X_train, X_test, y_train, y_test = train_test_split(dd_desc_df, dd_pchembl, test_size=0.2, random_state=42)

# Regressor 
lasso_reg = Lasso()

# Parameters
grid = { 
    'alpha': np.geomspace(1e-5,1e5,11),
    'max_iter': [1000, 5000, 10000],
    'tol': [1e-7, 1e-10],
    'selection' : ['random', 'cyclic'],
       }

# search 
grid_search = HyperbandSearchCV(estimator=lasso_reg, parameters=grid)
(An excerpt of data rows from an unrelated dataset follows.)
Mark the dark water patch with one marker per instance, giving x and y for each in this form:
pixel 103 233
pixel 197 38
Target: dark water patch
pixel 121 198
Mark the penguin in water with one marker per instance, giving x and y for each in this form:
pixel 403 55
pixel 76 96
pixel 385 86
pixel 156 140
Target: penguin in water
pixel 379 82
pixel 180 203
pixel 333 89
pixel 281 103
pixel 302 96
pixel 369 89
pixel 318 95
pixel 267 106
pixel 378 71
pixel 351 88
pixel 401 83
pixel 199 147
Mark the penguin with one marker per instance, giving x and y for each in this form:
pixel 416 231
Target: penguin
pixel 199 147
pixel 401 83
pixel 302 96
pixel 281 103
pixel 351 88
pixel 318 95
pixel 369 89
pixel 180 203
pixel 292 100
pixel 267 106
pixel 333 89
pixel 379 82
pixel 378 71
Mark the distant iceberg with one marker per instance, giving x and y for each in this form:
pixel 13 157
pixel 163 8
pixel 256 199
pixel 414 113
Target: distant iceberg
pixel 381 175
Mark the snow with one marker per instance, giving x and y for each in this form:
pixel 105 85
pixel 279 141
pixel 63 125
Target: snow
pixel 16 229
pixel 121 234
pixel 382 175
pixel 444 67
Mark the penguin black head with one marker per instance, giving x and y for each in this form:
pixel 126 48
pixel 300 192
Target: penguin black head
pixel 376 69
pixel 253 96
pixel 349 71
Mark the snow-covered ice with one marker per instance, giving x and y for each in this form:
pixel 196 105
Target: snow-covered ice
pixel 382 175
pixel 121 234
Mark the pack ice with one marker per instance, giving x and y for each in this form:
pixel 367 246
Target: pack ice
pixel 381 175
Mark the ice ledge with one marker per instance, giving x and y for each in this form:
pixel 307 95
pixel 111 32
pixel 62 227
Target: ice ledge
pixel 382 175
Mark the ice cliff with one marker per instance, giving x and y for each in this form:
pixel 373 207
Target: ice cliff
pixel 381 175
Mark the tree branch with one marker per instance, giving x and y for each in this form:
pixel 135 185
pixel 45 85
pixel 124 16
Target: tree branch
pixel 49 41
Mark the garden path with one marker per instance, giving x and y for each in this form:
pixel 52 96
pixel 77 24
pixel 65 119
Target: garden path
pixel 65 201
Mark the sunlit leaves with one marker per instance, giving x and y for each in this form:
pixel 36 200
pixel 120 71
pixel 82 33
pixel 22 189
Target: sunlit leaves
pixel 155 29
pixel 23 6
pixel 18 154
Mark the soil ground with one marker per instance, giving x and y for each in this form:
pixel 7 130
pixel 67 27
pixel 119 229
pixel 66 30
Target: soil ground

grid_search.fit(X_train, y_train)

After executing this code, it gives the following warning and error:


Port 8787 is already in use.
Perhaps you already have a cluster running?
Hosting the HTTP server on port 44871 instead
2023-02-03 15:06:17,523 - distributed.preloading - INFO - Creating preload: dask_cuda.initialize
2023-02-03 15:06:17,523 - distributed.preloading - INFO - Import preload module: dask_cuda.initialize
2023-02-03 15:06:17,703 - distributed.worker - WARNING - Mismatched versions found


    event = cls(**kwargs)
TypeError: __init__() missing 1 required positional argument: 'run_id'
2023-02-03 15:05:34,013 - distributed.nanny - ERROR - Worker process died unexpectedly

Even after this error, I can see Python using CPU and GPU. Is it expected behavior?

TIA,
Mandar Kulkarni

Hi @binary-alkemi,

Welcome to Dask Discourse.

It really depends on what caused the error, how many workers you have at first, and a lot of other concerns. There might be other workers still alive. Dask might also be trying to launch a new Worker and process the data. Or the Worker died not cleanly and some process is still doing something. You can maybe inspect all that using the Dask Dashboard.

But anyway, in my opinion it would be better to solve the error you got in the first place, don’t you agree?

First the warning, I’m not sure how you can have mismatched version providing your start the cluster from your main script?

Then the positional argument error, but it might be consequence of the Warning message. Do you have more details to add on your setup?

Hi @guillaumeeb ,
Thanks for your reply.

I am running this code on a laptop locally on Ubuntu 20.04 with GTX 1660 Ti card in the rapids-22.12 environment and not on HPC.

You are right that the old processes may not shut down as I try to run this code. I tried with client.shutdown() at the end of the code also. But it is not helpful.

The features are floats64 and int64 types and are scaled with Standardscaler. I am trying hyperparameter optimization, But I could not make it run with dask_ml and CuML. Something similar runs with scikit-learn commands.

Please let me know if you need some specific information.

Best,
Mandar Kulkarni

I think first we need to identify why you would have mismatched versions of some packages.

Could you run client.get_versions() on your setup so we can check which package is causing problems?

Next, could you build a Minimum Reproducible Example, so in your case, could we reproduce the issue with some randomly generated data?

Finally, do you have a more complete stacktrace of the exception you’re running into?